Me la quedé mirando.

– ¿Había… bebido?

Fue lo único que se me ocurrió, y me avergonzó mi propia sugerencia. Pero ella negó con la cabeza, sin turbarse.

– No era eso, estoy segura. No sé qué pudo ser. Al principio me pidió que me quedara con él. ¡Me cogió de la mano, como un colegial! Después, con la misma rapidez, cambió de idea y me dijo que me fuera. Casi me echó de la habitación. Le dije a Betty que le llevara una aspirina. Tal como estaba, mejor que no saliera. Tuve que disculparme como pude. ¿Qué otra cosa iba a hacer?

– Podría habérmelo dicho.

– ¡Yo quería decírselo! Roderick no me dejó. Y, naturalmente, pensaba en el aspecto que tenía. Tenía miedo de que apareciese y montara una escena. Ahora creo que ojalá lo hubiera hecho. Porque entonces esa pobre niña…

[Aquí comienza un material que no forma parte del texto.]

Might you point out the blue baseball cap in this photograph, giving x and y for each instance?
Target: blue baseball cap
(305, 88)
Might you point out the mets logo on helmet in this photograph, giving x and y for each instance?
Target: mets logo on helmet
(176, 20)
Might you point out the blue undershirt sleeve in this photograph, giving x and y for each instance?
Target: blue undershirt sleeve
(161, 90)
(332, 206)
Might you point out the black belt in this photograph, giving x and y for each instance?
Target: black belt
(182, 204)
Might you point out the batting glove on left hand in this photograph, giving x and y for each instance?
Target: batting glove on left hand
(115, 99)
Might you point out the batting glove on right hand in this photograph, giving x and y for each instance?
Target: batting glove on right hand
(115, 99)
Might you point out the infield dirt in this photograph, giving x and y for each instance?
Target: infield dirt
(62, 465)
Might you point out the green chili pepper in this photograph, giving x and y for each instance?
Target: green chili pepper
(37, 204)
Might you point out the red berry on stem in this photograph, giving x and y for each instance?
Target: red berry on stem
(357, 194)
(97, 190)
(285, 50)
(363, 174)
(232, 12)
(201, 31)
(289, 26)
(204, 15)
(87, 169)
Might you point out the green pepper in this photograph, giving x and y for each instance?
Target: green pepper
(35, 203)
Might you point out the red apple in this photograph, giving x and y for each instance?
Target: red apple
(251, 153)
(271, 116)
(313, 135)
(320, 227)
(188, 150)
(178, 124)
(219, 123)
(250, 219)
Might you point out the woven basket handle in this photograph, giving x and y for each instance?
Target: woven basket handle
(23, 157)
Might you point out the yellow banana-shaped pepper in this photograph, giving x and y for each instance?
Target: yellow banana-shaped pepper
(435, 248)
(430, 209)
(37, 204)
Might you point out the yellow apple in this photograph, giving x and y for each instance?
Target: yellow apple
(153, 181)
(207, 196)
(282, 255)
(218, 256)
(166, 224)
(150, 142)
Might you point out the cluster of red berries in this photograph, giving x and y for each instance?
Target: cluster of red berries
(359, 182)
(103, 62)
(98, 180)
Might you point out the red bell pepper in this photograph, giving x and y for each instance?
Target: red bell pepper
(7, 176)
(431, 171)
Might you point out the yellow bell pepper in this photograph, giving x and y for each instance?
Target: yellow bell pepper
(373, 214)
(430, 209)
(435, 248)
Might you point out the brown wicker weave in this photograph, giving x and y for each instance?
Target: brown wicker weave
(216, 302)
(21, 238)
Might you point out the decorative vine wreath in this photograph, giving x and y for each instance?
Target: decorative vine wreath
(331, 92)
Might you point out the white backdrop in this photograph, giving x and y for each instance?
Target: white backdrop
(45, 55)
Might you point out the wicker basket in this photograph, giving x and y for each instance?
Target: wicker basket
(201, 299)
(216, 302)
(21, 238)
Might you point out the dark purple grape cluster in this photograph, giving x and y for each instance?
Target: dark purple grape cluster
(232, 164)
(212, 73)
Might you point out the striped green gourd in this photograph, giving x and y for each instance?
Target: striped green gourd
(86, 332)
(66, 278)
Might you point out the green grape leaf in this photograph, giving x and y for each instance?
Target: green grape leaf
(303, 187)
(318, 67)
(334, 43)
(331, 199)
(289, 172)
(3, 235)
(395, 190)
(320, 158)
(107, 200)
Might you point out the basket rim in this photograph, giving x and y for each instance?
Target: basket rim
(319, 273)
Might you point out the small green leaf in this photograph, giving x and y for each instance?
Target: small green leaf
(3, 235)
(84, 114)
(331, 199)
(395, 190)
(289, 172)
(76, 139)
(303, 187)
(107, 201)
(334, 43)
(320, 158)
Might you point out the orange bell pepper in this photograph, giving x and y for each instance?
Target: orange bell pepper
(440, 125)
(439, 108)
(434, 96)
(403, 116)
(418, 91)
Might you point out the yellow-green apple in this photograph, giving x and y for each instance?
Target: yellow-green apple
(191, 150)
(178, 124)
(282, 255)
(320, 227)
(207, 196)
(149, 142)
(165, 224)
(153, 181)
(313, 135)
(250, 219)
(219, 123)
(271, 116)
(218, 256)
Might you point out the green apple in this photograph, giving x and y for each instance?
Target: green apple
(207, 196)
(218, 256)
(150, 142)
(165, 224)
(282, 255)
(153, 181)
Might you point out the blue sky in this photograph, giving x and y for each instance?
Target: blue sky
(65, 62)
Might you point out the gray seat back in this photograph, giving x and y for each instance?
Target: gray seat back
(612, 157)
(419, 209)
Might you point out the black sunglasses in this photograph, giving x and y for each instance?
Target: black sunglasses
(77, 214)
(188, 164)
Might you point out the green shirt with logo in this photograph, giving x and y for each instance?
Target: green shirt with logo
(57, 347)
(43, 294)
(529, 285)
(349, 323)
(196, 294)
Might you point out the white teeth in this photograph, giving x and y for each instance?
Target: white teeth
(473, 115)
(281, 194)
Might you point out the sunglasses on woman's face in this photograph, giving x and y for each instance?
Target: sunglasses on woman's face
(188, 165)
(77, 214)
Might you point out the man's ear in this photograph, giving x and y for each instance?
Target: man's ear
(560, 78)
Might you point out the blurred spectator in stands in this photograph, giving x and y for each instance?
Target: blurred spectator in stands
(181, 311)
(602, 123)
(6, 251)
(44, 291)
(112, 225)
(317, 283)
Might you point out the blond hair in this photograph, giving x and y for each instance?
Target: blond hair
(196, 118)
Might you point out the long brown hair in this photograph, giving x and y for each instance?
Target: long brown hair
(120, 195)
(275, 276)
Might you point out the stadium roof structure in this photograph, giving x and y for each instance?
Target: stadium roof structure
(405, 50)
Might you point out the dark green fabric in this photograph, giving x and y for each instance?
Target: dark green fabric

La voz se le había puesto tan tensa que se le ahogó en la garganta. Guardamos un sombrío silencio y mi pensamiento volvió de nuevo a la noche anterior, a la dentellada de la quijada de Gyp, el grito y el gemido acuoso que siguieron. En aquel mismo momento, Rod se encontraba en un extraño estado nervioso en su habitación; y mientras yo llevaba a Gillian abajo, mientras le operaba la mejilla, él permaneció allí, supuestamente oyendo el alboroto al otro lado de su puerta, pero incapaz de salir a afrontarlo. Era un pensamiento horrible.

Aferré los brazos de mi butaca.

– ¿Y si voy a hablar con él?

La señora Ayres me contuvo con la mano.

– No, no vaya. No creo que él quiera.

– ¿Qué mal podría hacerle?

– Ya ha visto cómo estaba: tan cambiado, tan inseguro y apagado. Ha estado así todo el día. Prácticamente he tenido que suplicarle que viniera a sentarse aquí con nosotras. Su hermana no sabe cómo le encontré ayer; cree solamente que le dolía mucho la cabeza y que se acostó. Creo que Rod está avergonzado. Creo… ¡Oh, doctor Faraday, no se me quita de la cabeza cómo estaba cuando volvió del hospital!